Failure to Maintain Clean and Sanitary Resident Rooms and Bathrooms
Penalty
Summary
The deficiency involves the facility’s failure to maintain a clean and sanitary environment in multiple resident rooms and bathrooms, contrary to its own policies on routine bathroom cleaning and routine cleaning and disinfection. The facility’s policies, dated 6/2025, required providing a clean and sanitary environment, cleaning the entire toilet including the handle and underside of the flush rim with disinfectant and appropriate contact time, and reporting damaged items in need of repair. Observations conducted on several days showed that in one room, a motorized wheelchair had dried debris on the cushion, arms, and a large amount of multi-colored debris on the undercarriage. In another room, a wheelchair with a fabric heel protector cushion used as an armrest was spattered with small to pea-sized unknown multi-colored particles.
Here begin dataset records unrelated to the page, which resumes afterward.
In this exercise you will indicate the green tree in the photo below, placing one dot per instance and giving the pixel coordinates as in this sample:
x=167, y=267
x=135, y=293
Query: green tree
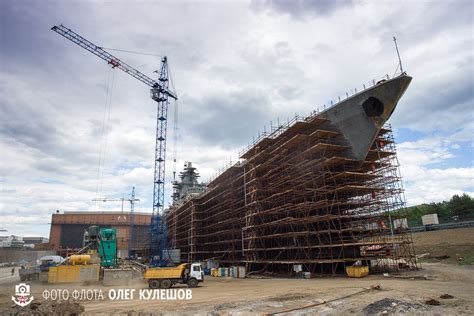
x=462, y=206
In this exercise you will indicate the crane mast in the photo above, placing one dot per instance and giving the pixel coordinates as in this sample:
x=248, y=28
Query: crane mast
x=160, y=93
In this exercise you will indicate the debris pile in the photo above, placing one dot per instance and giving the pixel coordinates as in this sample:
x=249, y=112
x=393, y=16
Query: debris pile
x=391, y=306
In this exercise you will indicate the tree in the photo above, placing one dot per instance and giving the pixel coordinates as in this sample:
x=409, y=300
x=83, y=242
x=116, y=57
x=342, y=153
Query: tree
x=462, y=206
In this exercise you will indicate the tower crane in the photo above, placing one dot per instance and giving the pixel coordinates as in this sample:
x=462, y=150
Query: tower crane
x=160, y=93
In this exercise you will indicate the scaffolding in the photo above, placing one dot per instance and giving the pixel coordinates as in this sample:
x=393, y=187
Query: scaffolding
x=298, y=198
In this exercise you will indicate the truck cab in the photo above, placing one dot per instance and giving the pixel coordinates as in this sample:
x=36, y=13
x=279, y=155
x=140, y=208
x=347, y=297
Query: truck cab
x=196, y=272
x=190, y=274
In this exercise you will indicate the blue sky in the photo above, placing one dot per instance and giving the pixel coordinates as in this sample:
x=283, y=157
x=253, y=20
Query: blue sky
x=236, y=66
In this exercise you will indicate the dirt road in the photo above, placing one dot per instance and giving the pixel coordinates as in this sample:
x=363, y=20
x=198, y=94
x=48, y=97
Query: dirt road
x=263, y=296
x=266, y=296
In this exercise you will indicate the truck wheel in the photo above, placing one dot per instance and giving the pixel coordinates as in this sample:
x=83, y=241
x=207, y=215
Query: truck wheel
x=154, y=284
x=166, y=284
x=192, y=282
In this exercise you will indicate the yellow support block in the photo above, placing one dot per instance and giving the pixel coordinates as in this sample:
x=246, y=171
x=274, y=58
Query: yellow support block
x=73, y=273
x=357, y=271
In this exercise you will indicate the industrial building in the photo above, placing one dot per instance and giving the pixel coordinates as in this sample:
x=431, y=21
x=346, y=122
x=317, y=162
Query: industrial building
x=68, y=228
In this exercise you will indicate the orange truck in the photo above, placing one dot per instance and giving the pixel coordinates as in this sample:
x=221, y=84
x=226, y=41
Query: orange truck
x=164, y=278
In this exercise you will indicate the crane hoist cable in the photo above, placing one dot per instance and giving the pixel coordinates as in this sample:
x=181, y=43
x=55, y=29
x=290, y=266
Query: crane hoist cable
x=104, y=135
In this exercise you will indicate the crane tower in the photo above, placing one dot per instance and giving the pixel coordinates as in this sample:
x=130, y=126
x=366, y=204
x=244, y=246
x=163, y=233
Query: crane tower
x=160, y=93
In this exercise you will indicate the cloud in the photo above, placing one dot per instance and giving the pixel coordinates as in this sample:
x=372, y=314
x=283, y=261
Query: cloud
x=301, y=8
x=425, y=181
x=236, y=66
Additional observations revealed that several resident bathrooms were not maintained in a sanitary condition. One bathroom had a trash can without a bag and with a dried brown substance on the outside, rim, and inside of the can, as well as a toilet seat with two areas of dried yellow residue and a yellow/orange substance around the base of the toilet. Other bathrooms in different rooms had yellow/orange or brown residue around or at the front base of the toilets. During an observation and interview in one of the bathrooms, the Administrator initially suggested the substance around the toilets might be related to the wax ring, but after wiping a small area with a wet wipe, the yellow/orange substance was easily removed, and the Administrator confirmed the area around the toilet was not clean.